Kesiapan Fasilitas Armuzna Kejar Target H-5
Hingga Minggu, 17 Mei 2026, lebih dari 86 persen atau sekitar 457 kloter calon jemaah haji Indonesia dilaporkan telah tiba dan menetap di Kota Makkah. Sisa jemaah yang berada di 18 kloter dijadwalkan mendarat di Bandara King Abdul Aziz, Jeddah, hari ini untuk langsung bergeser ke Makkah guna melaksanakan umrah wajib.
Untuk memastikan kelancaran fase puncak di Arafah, Muzdalifah, dan Mina (Armuzna), Badan Pengelola Ibadah Haji (BPIH) Arab Saudi terus mematangkan simulasi skema pergerakan jemaah dan mengecek kelaikan fasilitas fisik.
Lebih dari 3.000 tenda telah didirikan di kawasan Mina dan Muzdalifah. Tiap tenda memiliki kapasitas 70 hingga 80 orang dan dipastikan sudah dilengkapi pendingin ruangan (AC) yang prima serta fasilitas sanitasi yang memadai. Seluruh persiapan di Armuzna ini ditargetkan selesai 100 persen pada tanggal 20 Mei atau H-5 sebelum puncak haji.
Baca Juga :
Jelang Puncak Haji, Jemaah Diimbau Jaga Imun Cegah HantavirusSiasat Jemaah Hadapi Suhu Ekstrem 43°C
Sementara itu, kepadatan luar biasa di Masjidil Haram memaksa jemaah haji untuk mengatur strategi demi bisa beribadah dengan aman.

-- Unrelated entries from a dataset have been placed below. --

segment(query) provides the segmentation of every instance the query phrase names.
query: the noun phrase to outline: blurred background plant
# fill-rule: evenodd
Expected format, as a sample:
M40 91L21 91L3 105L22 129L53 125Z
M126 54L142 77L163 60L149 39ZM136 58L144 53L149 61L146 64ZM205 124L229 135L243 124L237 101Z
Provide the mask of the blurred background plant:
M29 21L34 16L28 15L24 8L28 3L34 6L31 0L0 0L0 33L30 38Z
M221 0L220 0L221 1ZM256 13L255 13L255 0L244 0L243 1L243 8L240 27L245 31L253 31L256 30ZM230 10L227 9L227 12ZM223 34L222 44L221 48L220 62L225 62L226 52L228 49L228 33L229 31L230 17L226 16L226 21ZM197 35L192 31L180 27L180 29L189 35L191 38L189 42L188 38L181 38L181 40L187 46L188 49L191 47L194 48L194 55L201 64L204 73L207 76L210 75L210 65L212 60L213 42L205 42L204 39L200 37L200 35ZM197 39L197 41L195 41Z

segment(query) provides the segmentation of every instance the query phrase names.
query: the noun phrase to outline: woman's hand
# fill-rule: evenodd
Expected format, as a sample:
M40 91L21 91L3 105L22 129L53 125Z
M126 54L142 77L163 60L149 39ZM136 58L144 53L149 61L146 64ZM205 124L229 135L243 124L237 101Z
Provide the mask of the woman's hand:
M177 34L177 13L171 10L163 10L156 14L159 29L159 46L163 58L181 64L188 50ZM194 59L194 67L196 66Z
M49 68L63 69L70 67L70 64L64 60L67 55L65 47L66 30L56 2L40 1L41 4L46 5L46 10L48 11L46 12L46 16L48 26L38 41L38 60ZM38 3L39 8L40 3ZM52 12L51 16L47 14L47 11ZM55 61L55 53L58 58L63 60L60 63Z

Berdasarkan pantauan visual di area pelataran hingga rooftop masjid, pergerakan manusia pasca-salat fardu sudah menyerupai lautan massa yang padat.
Ditambah lagi, tantangan suhu udara di Makkah saat ini menyentuh angka ekstrem 43°C. Untuk menghindari sengatan panas (heatstroke), banyak jemaah Indonesia memilih berangkat 2 hingga 3 jam lebih awal sebelum azan subuh atau memilih bertahan di dalam masjid sejak pagi hari demi mendapatkan tempat ibadah yang sejuk.
Di tengah padatnya saf, cerita spiritualitas yang mendalam dirasakan oleh Thomi, jemaah haji asal Samarinda yang sudah 10 hari berada di Makkah. "Kesan yang paling enak itu pas saya bisa salat di depan Kaabah di saf pertama dunia, persis di depan Rukun Yamani. Rasa hati mau doa apa saja langsung saya sampaikan semua di situ," kisah Thomi dikutip dari Primetime News, Metro TV.
Tips Menjaga Stamina Jelang Armuzna
Mengingat fase krusial Armuzna membutuhkan ketahanan fisik yang prima, calon jemaah haji diimbau untuk tidak memaksakan diri dalam beraktivitas demi mengejar ibadah sunah secara berlebihan. Beberapa kiat penting yang direkomendasikan antara lain:
- Penuhi Kebutuhan Cairan: Manfaatkan ketersediaan air Zamzam yang melimpah dan rutin mengonsumsi air mineral agar tidak dehidrasi.
- Gunakan Semprotan Air (Water Spray): Selalu bawa botol semprotan air untuk menyegarkan wajah saat terpapar udara panas ekstrem di luar ruangan.
- Disiplin Istirahat: Jaga ritme biologis tubuh; jika merasa lelah, lapar, atau mengantuk, segera prioritaskan untuk beristirahat dan makan tepat waktu.